03/21/2009 05:12 am ET | Updated May 25, 2011

While California Slept

While England Slept, written by Winston Churchill in 1938, focused on Britain's lack of preparation in the face of Nazi Germany's military expansion across Europe. Churchill was critical of the Munich Agreement, negotiated by several European heads of state, including Britain's Neville Chamberlain.

The Munich Agreement opened the door to Nazi expansion into Czechoslovakia.

After decades of false balanced budgets, legislating through the initiative process, the inability to get a budget on time, the California recall of Gov. Gray Davis, the looming $42 billion deficit along with the associated catastrophes, it might not be a bad idea for someone, inspired by Churchill, to write, While California Slept chronicling the decades of mismanagement that has brought the Golden State to its present place.

Does anyone remember the rationale for the 2003 recall? I remember being on the UC Berkeley campus the day of the recall election, a student told me they planned to vote for Arnold Schwarzenegger because "it would be cool to have the Terminator sign my diploma."
There is clearly nothing cool about California's current economic state. But whom should we blame for the current quagmire? Is it the fault of irresponsible tax and spend Democrats or rigid dogmatic Republicans?

Not even the threat of the marathon sessions or possibly laying off as many as 20,000 state employees proved to be a successful motivator as the Legislature, as of this writing, was searching for that lone Republican vote to get a budget passed that includes a tax increase.
In our wayward cause and effect philosophy, blaming one of these two groups would certainly feed our self-justifying apathetic impulses. It would make things easy -- too easy I suspect.

That's not to say that the Legislature does not bear some responsibility.

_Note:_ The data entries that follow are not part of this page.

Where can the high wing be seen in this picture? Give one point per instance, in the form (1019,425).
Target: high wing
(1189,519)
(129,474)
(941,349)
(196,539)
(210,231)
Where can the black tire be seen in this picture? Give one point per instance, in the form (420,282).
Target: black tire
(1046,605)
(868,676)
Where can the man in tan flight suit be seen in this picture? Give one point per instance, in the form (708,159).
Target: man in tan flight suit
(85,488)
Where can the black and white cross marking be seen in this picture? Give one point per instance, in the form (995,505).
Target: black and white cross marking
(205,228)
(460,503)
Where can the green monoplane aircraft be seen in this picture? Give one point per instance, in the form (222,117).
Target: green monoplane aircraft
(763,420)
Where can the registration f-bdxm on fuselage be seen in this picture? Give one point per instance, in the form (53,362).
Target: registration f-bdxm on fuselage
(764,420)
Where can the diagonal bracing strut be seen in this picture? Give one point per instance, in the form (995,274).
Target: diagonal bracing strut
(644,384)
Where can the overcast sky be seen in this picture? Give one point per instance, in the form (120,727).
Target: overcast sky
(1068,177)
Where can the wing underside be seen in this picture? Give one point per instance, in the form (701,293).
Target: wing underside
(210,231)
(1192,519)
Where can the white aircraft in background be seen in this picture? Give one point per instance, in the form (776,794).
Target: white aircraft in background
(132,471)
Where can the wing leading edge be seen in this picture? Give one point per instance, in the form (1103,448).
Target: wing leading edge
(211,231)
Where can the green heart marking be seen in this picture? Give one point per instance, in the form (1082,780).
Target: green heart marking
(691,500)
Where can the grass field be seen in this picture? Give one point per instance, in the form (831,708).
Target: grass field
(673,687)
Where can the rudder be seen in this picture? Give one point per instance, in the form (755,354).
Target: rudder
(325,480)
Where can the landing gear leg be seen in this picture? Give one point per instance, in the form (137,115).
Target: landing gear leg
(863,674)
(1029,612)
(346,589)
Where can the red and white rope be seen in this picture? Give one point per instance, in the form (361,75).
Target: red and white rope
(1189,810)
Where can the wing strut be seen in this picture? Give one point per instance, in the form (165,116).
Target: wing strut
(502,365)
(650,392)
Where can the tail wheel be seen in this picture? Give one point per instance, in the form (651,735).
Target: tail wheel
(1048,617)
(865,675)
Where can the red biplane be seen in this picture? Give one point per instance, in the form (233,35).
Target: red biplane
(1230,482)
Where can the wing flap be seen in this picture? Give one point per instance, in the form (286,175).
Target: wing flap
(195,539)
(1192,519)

It is a bipartisan lot of elected officials with Über safe seats, many of whom may actually pay more of a political price for compromising than not making a deal.

But as it is the case with most public policy dilemmas the news-making item, which in this case is the failure get a budget deal with looming calamitous consequences on the horizon, is merely the residue of a more complex problem.

For decades, the California electorate has been buying the overvalued fools gold of direct democracy. We actually believed, based on our votes, we could make better-informed decisions via the initiative process than the individuals we sent to represent us in Sacramento.

Californians passed the most draconian term limits initiative in the country. It robbed legislators of institutional memory, placed disincentives for members of the opposite party to crossover and make a deal, and its insidious underlying purpose was to get rid of a single individual -- former California Speaker Willie Brown.

The passing of Proposition 13, while still popular, carries that little 2/3-vote requirement to raise revenues, hence the tyranny of the minority. Proposition 98, though perhaps on paper a worthy cause, ties the Legislature's hands in term of what resources are actually available in the budget.

However, getting that one Republican to vote for the budget may address the immediate concerns, it does nothing for what is truly ailing the state. Whatever the outcome on the particular budget crisis, little is being done to address California's ongoing structural problems.

The national economic woes means that California, like every other state, will have a huge revenue decrease. The problem for California it has long had an imbalance between what it brings in, and what it spends in state government. This has never been addressed.

As a result it has been decades since California was able to put away resources in a "rainy day" fund. In those 22 years of failing get a budget complete by constitutionally mandated date, California has been kicking the can down the road with accounting gimmicks.

As much as I would like to blame the dysfunctional Legislature, we the voter have aided and abetted its creation. While California slept, we supported the catnap with a series of initiatives. As the comic strip Pogo so famously opined years ago, "I've seen the enemy and it is us."